Statins have anti-inflammatory/immunomodulatory effects that may be useful in preventing rheumatoid arthritis (RA), but previous observational studies about the risk of RA with statin use yielded conflicting results.
Background: Two population-based studies showed a reduced risk of RA with statin use, while a case–control study showed an increased risk. Two cohort studies investigating overall unintended effects of statins revealed no change in the risk of RA, among a number of other outcomes, with statin use. The discrepancies may have resulted from small numbers of exposed cases, improper case validation or study designs comparing effects in statin users vs. nonusers or adherers vs. non-adherers, which, in the case of the pleiotropic benefits of statins, have been shown to pose challenges concerning bias eradication. [See the full article for references and sources.]
Goal: Therefore, these researchers undertook a nested case–control analysis in a large population-based cohort of new statin users to define the relationship between the intensity of statin treatment and the risk of RA. They hypothesized that the immunomodulatory effect would be more pronounced, and the risk of RA would be lower, in high-intensity statin users compared with low-intensity users.
Methods: Using data from the UK Clinical Practice Research Datalink, they performed a nested case–control analysis in a population-based cohort of patients who began receiving statins between 1997 and 2009 and were followed up until a first diagnosis of RA, death, end of registration with the physician’s practice, or end of January 2011. For each case of RA, 10 age-, sex- and calendar year–matched controls were randomly selected from risk sets. They estimated the hazard ratio (HR) of incident RA in the highest quintile of duration-weighted average statin intensity compared with the lowest, using conditional logistic regression. Models were adjusted for smoking status, total cholesterol level, obesity, history of cardiovascular disease, coexistent autoimmune disease, hypothyroidism, and persistence with treatment.
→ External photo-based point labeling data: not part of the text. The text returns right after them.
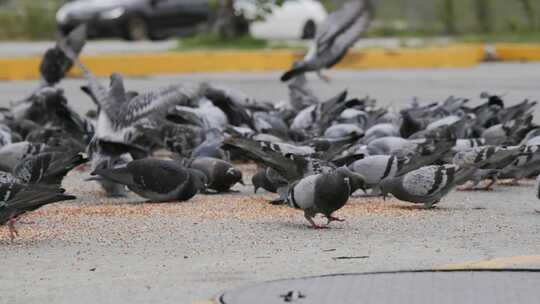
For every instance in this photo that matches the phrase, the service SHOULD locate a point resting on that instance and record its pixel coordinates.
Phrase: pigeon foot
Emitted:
(12, 230)
(314, 225)
(333, 219)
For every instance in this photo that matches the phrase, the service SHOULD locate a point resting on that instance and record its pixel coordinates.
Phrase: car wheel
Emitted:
(309, 30)
(136, 29)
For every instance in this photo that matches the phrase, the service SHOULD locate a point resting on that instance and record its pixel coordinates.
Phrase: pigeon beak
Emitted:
(364, 190)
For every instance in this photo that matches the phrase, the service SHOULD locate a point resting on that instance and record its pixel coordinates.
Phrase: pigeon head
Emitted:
(258, 180)
(459, 158)
(386, 186)
(356, 181)
(234, 175)
(200, 180)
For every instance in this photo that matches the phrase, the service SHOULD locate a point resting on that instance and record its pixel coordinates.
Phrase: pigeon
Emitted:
(261, 180)
(211, 146)
(334, 37)
(157, 180)
(324, 193)
(18, 199)
(426, 185)
(221, 175)
(48, 168)
(55, 63)
(120, 110)
(300, 95)
(11, 155)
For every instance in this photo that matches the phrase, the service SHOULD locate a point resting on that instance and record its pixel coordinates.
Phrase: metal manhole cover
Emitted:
(413, 287)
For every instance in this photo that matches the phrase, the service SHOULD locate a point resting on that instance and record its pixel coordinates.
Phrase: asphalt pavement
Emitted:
(98, 250)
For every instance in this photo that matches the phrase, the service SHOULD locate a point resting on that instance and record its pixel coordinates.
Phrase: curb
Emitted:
(495, 263)
(517, 52)
(26, 68)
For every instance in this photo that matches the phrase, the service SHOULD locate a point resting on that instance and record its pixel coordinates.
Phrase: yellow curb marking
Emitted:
(242, 61)
(517, 52)
(496, 263)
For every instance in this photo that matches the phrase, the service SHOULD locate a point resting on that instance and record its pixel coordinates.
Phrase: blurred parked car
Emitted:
(135, 19)
(294, 19)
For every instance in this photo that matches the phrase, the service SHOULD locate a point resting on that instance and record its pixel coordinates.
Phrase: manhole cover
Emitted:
(418, 287)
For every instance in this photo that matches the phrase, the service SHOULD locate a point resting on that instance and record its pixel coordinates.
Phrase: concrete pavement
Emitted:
(98, 250)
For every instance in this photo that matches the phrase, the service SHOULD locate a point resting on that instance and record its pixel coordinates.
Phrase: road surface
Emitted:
(97, 250)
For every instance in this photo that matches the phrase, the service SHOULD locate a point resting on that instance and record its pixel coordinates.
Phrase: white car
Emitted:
(294, 19)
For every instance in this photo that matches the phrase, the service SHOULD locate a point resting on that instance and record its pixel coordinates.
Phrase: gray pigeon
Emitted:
(55, 63)
(11, 155)
(324, 193)
(261, 180)
(48, 168)
(157, 180)
(221, 175)
(334, 37)
(300, 95)
(427, 185)
(17, 199)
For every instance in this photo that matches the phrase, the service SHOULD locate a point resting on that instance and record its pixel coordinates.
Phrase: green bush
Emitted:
(25, 20)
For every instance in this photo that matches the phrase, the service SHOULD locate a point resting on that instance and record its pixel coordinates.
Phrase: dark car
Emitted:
(136, 19)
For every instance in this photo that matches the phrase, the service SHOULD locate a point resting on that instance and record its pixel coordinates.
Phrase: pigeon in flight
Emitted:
(56, 63)
(335, 36)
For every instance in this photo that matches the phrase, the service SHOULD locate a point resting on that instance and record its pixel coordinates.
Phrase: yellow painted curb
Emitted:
(496, 263)
(518, 52)
(241, 61)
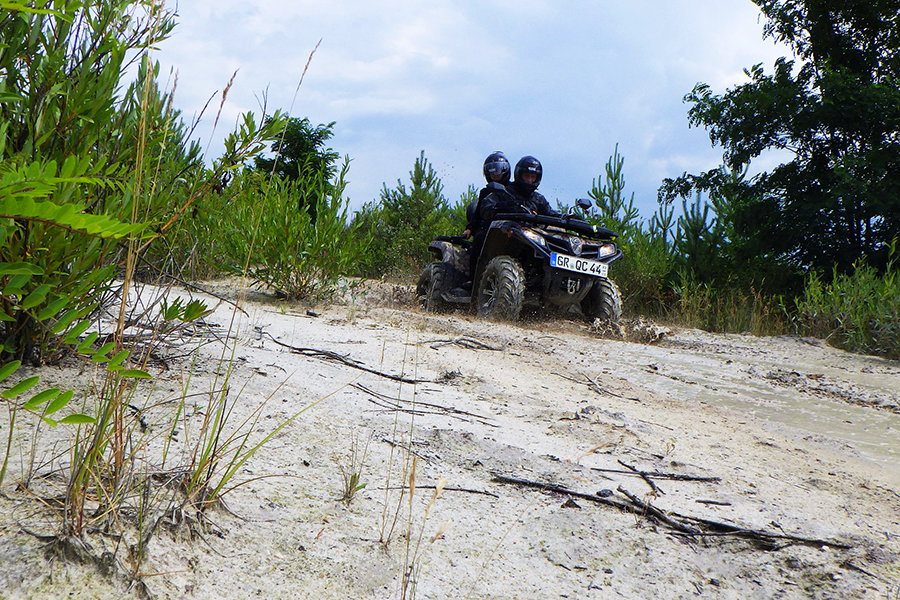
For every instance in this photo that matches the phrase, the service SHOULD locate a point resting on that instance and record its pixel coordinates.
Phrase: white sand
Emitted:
(789, 426)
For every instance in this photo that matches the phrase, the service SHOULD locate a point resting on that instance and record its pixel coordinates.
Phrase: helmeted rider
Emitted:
(528, 177)
(496, 171)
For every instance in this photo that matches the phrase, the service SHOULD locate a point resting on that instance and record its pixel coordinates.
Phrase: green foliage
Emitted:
(300, 151)
(837, 113)
(643, 272)
(261, 233)
(859, 311)
(725, 308)
(406, 219)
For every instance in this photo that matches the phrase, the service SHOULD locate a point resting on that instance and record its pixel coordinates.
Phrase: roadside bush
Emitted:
(859, 311)
(405, 220)
(256, 229)
(642, 274)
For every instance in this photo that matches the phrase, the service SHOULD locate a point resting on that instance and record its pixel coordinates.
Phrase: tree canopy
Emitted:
(835, 109)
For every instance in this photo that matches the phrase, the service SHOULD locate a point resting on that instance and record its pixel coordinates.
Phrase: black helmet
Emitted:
(531, 166)
(496, 164)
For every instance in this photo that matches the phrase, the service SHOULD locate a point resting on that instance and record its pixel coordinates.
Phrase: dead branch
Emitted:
(396, 404)
(328, 355)
(644, 476)
(591, 383)
(659, 475)
(446, 489)
(465, 342)
(680, 524)
(657, 514)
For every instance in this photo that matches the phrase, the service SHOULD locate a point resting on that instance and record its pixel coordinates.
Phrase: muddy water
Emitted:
(814, 391)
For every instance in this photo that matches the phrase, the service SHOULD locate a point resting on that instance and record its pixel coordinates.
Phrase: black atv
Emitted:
(527, 260)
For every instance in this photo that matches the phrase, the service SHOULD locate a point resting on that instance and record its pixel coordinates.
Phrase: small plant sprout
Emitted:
(352, 473)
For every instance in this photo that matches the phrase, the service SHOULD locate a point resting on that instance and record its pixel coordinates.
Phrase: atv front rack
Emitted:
(575, 224)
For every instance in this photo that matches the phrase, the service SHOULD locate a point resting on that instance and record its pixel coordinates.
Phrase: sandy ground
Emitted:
(786, 437)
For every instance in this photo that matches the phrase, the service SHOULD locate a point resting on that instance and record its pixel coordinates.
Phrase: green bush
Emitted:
(405, 220)
(859, 311)
(255, 228)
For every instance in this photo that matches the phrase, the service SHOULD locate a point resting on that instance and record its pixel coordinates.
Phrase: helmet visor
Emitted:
(496, 169)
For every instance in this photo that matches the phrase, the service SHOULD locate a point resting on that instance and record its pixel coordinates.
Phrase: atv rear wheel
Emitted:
(501, 291)
(436, 278)
(604, 301)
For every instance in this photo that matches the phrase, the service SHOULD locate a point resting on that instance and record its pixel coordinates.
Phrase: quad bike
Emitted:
(527, 260)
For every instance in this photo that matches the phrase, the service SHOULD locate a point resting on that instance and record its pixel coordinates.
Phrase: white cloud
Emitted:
(564, 82)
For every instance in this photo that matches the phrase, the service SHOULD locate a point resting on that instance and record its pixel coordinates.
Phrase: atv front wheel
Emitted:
(501, 291)
(604, 301)
(436, 278)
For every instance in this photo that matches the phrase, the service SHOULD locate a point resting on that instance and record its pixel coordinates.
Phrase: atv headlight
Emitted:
(607, 250)
(534, 236)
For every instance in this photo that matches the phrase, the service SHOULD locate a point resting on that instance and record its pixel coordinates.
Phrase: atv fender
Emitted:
(448, 253)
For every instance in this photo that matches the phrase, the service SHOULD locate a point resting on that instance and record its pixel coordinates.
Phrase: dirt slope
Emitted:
(789, 438)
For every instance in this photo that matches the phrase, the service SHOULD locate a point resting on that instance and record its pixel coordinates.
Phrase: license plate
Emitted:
(585, 266)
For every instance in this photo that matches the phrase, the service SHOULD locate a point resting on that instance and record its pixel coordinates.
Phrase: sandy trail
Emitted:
(803, 439)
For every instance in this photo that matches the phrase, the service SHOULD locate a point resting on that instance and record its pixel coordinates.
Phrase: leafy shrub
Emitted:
(256, 229)
(405, 220)
(859, 311)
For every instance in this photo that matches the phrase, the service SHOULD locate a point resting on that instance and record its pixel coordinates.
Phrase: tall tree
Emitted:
(836, 109)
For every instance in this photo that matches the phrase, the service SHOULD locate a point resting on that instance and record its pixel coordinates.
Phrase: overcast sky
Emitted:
(563, 81)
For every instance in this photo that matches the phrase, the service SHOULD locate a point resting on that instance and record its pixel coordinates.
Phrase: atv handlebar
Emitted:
(571, 223)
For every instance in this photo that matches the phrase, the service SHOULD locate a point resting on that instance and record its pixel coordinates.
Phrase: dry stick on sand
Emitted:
(465, 342)
(659, 475)
(681, 524)
(644, 476)
(592, 383)
(335, 357)
(396, 404)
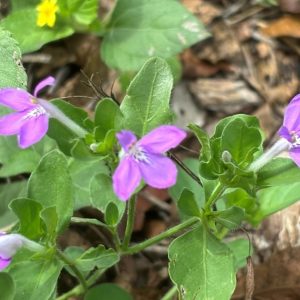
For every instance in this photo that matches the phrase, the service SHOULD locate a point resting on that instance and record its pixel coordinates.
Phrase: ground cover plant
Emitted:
(56, 158)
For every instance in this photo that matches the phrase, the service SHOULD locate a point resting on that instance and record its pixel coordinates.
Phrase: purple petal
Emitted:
(33, 131)
(283, 132)
(162, 139)
(45, 82)
(16, 99)
(292, 117)
(126, 178)
(4, 263)
(295, 155)
(159, 172)
(126, 139)
(295, 99)
(12, 123)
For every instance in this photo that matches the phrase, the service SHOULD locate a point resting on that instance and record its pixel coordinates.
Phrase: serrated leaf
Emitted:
(22, 24)
(139, 29)
(51, 185)
(201, 266)
(12, 73)
(146, 104)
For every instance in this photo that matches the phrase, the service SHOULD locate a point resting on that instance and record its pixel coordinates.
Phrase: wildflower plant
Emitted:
(104, 162)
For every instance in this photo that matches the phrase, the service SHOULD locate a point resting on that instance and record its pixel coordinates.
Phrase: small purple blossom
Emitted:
(144, 159)
(290, 130)
(30, 121)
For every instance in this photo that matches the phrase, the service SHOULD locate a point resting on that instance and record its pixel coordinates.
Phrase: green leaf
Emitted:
(231, 217)
(51, 185)
(7, 287)
(65, 138)
(241, 141)
(111, 214)
(241, 250)
(139, 29)
(101, 193)
(201, 266)
(273, 199)
(187, 204)
(203, 138)
(35, 280)
(50, 219)
(8, 192)
(81, 12)
(97, 257)
(12, 73)
(146, 104)
(240, 198)
(82, 172)
(28, 213)
(22, 24)
(101, 290)
(279, 171)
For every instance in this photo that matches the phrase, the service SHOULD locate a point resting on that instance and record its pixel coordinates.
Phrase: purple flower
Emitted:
(290, 130)
(30, 121)
(144, 159)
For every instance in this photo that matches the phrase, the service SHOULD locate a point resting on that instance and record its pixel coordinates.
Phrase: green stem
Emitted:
(162, 236)
(217, 192)
(170, 294)
(79, 290)
(130, 222)
(73, 267)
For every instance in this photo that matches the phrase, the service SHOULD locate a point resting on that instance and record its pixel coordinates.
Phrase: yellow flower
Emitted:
(46, 13)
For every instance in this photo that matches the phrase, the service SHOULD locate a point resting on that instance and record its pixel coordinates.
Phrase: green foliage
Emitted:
(187, 204)
(113, 290)
(9, 191)
(97, 257)
(22, 24)
(65, 138)
(102, 194)
(12, 73)
(53, 170)
(184, 181)
(7, 287)
(201, 266)
(35, 279)
(146, 104)
(241, 249)
(139, 29)
(28, 213)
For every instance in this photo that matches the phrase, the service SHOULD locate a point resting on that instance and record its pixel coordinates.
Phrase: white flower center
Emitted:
(139, 154)
(295, 140)
(36, 112)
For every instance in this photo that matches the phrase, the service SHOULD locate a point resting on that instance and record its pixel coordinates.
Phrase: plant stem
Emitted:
(171, 231)
(78, 290)
(130, 222)
(217, 192)
(170, 294)
(73, 267)
(185, 168)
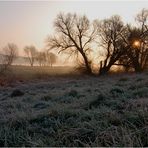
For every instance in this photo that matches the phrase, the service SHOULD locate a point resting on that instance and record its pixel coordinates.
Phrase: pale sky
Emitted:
(29, 22)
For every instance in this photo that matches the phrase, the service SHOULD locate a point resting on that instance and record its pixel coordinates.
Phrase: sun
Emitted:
(136, 43)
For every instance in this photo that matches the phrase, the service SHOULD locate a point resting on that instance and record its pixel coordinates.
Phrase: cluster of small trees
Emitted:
(44, 58)
(121, 44)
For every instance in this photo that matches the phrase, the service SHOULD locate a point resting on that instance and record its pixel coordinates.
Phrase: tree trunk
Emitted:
(87, 65)
(104, 70)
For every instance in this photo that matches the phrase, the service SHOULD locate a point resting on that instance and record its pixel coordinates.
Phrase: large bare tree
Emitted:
(31, 53)
(74, 35)
(110, 32)
(137, 43)
(9, 53)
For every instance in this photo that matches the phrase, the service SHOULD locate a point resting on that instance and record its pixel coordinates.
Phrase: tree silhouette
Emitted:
(9, 52)
(110, 33)
(136, 41)
(74, 35)
(41, 58)
(31, 53)
(51, 58)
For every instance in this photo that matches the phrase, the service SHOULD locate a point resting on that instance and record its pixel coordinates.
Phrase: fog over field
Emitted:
(74, 73)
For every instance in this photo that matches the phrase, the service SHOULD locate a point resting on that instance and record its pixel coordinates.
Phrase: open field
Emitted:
(75, 111)
(27, 73)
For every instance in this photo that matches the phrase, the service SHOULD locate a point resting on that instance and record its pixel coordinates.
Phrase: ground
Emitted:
(109, 110)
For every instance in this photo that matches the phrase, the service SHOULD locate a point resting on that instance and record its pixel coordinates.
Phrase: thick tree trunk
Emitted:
(104, 70)
(87, 65)
(138, 68)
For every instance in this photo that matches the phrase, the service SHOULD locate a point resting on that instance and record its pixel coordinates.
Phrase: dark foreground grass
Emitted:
(88, 111)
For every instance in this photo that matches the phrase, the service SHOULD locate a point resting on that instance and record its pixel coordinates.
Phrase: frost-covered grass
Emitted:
(76, 111)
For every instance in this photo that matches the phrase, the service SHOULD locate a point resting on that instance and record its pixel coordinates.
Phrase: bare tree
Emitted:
(74, 34)
(110, 33)
(137, 43)
(31, 53)
(9, 53)
(41, 58)
(51, 58)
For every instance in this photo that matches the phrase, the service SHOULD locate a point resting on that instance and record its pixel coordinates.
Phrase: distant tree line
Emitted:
(120, 44)
(10, 52)
(44, 58)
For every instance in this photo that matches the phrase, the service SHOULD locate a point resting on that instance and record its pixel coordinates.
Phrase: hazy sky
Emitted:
(29, 22)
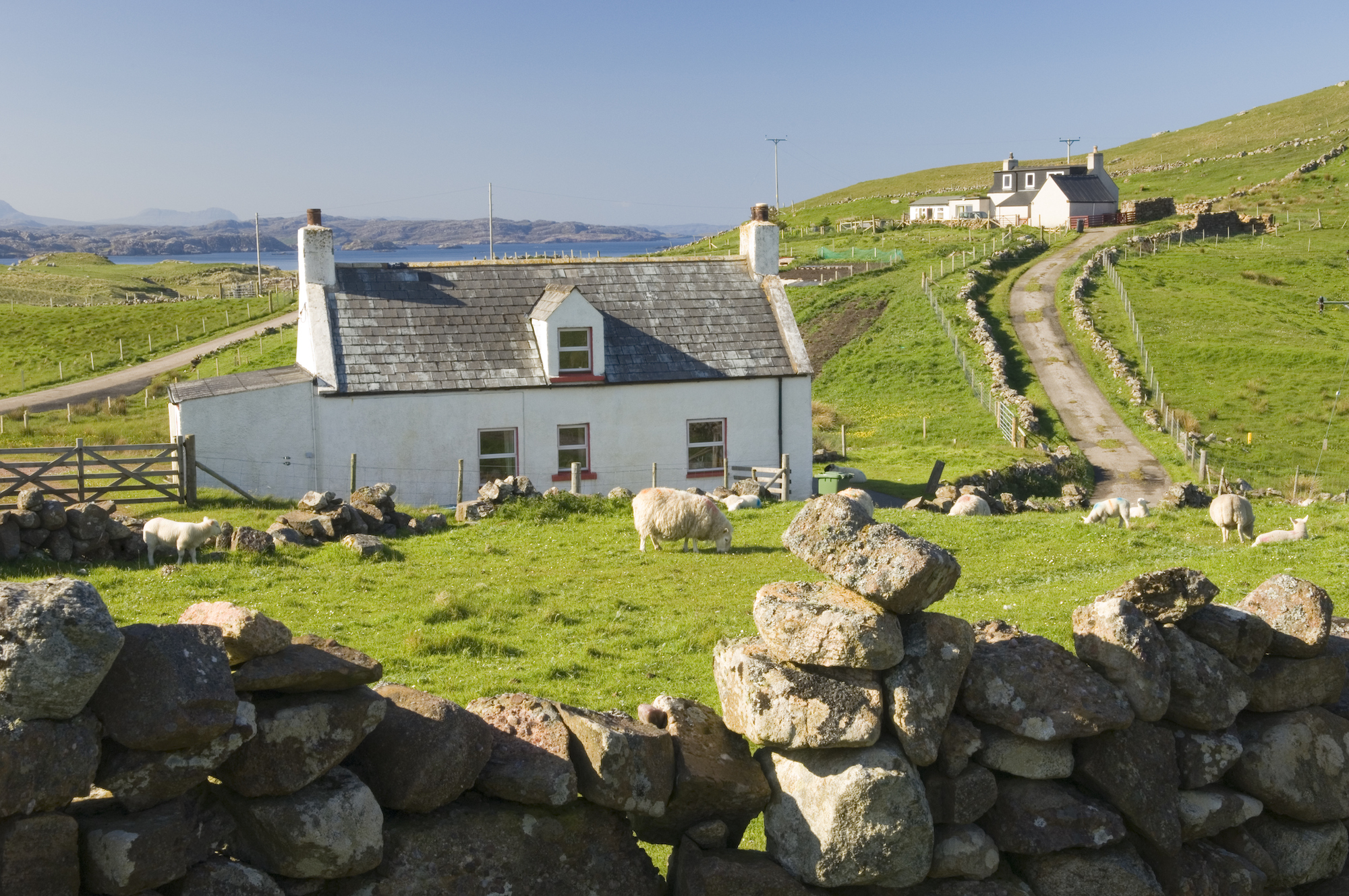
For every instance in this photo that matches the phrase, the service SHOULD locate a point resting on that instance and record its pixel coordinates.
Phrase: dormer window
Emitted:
(574, 350)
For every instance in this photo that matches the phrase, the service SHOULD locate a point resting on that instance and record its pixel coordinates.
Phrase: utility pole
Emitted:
(258, 245)
(775, 141)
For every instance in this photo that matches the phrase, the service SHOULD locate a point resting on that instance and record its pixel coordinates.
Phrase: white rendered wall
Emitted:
(287, 440)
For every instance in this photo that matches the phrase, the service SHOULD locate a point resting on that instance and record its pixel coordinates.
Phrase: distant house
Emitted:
(517, 367)
(945, 208)
(1056, 195)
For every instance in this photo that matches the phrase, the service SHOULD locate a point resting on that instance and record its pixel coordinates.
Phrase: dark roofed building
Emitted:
(517, 367)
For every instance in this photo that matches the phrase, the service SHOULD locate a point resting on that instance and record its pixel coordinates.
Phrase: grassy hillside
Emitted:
(44, 346)
(1321, 117)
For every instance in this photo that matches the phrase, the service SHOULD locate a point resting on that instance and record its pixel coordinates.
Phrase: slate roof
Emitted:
(231, 384)
(443, 327)
(1087, 188)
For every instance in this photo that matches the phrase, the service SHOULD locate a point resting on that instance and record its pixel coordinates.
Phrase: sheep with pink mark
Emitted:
(670, 514)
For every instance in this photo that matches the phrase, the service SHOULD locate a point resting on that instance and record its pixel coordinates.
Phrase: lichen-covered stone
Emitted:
(1118, 870)
(1296, 763)
(57, 641)
(45, 764)
(1213, 808)
(1124, 645)
(141, 779)
(793, 706)
(1302, 853)
(825, 624)
(248, 633)
(960, 741)
(879, 560)
(330, 829)
(848, 816)
(1282, 683)
(716, 776)
(1035, 818)
(1031, 686)
(311, 663)
(1137, 771)
(1168, 595)
(960, 799)
(1207, 690)
(621, 763)
(480, 845)
(1204, 757)
(964, 850)
(424, 753)
(922, 690)
(1243, 637)
(1025, 756)
(300, 737)
(1297, 610)
(529, 761)
(40, 854)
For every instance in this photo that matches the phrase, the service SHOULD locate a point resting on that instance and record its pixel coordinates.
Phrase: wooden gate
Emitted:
(126, 474)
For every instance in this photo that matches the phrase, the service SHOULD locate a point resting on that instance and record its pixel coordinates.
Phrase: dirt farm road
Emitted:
(1124, 467)
(133, 380)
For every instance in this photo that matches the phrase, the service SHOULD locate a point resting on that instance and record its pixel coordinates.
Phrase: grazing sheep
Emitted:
(863, 498)
(857, 474)
(969, 506)
(668, 514)
(1234, 512)
(184, 536)
(1297, 533)
(1103, 510)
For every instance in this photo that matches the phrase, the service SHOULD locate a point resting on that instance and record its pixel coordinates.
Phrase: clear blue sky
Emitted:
(602, 113)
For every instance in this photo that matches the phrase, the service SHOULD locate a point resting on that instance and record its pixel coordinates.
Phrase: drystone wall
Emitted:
(1185, 748)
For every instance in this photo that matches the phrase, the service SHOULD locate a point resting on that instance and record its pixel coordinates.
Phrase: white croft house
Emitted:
(1056, 195)
(517, 367)
(945, 208)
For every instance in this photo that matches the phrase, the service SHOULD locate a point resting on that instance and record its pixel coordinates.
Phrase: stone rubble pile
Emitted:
(1184, 746)
(1120, 369)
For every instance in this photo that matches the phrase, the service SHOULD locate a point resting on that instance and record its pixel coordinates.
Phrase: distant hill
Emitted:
(169, 218)
(1274, 140)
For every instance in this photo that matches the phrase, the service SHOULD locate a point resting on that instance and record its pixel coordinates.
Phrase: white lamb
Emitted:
(969, 506)
(857, 474)
(1103, 510)
(1297, 533)
(183, 536)
(668, 514)
(1234, 512)
(863, 498)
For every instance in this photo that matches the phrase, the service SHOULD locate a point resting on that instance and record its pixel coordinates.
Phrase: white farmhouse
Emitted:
(945, 208)
(1056, 195)
(517, 367)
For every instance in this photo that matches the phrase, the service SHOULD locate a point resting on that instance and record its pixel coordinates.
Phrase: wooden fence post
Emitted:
(188, 465)
(79, 465)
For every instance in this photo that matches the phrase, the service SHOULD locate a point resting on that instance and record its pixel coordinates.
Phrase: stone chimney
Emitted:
(318, 278)
(760, 242)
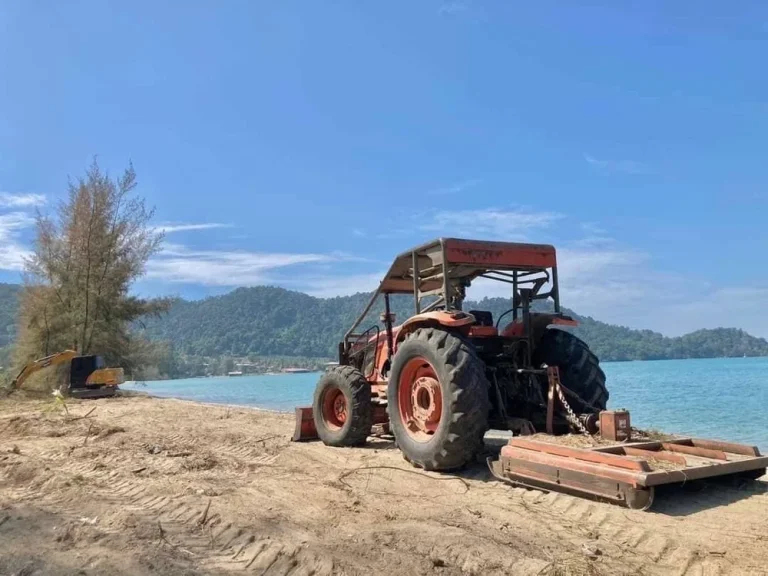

Results: The cohort included 528,654 new users of statins, with 1,357 new cases of RA occurring during a mean follow-up of 3.3 years, for an incidence rate of 7.9 per 10,000 person-years. Cases were more likely to be smokers, to have other autoimmune diseases and to have had lower total cholesterol levels at baseline. The incidence of RA was lower in the highest statin intensity quintile (adjusted HR 0.77 [95% confidence interval 0.63–0.95]) compared with the lowest quintile.
Conclusion: In this large population-based study, high-intensity statin treatment was associated with a 23% reduced risk of RA when compared with low-intensity statin treatment. The highest quintile of duration-weighted average statin intensity corresponded to daily treatment with atorvastatin 20–80 mg, rosuvastatin 5–40 mg, or simvastatin 80 mg. The association appeared most pronounced six months after initiation of statin treatment, continued up to three years, and gradually abated after longer-term treatment, although the confidence intervals were very wide. This is the largest study on the association of statins with RA risk to date, and the first to assess the effect of relative statin strength.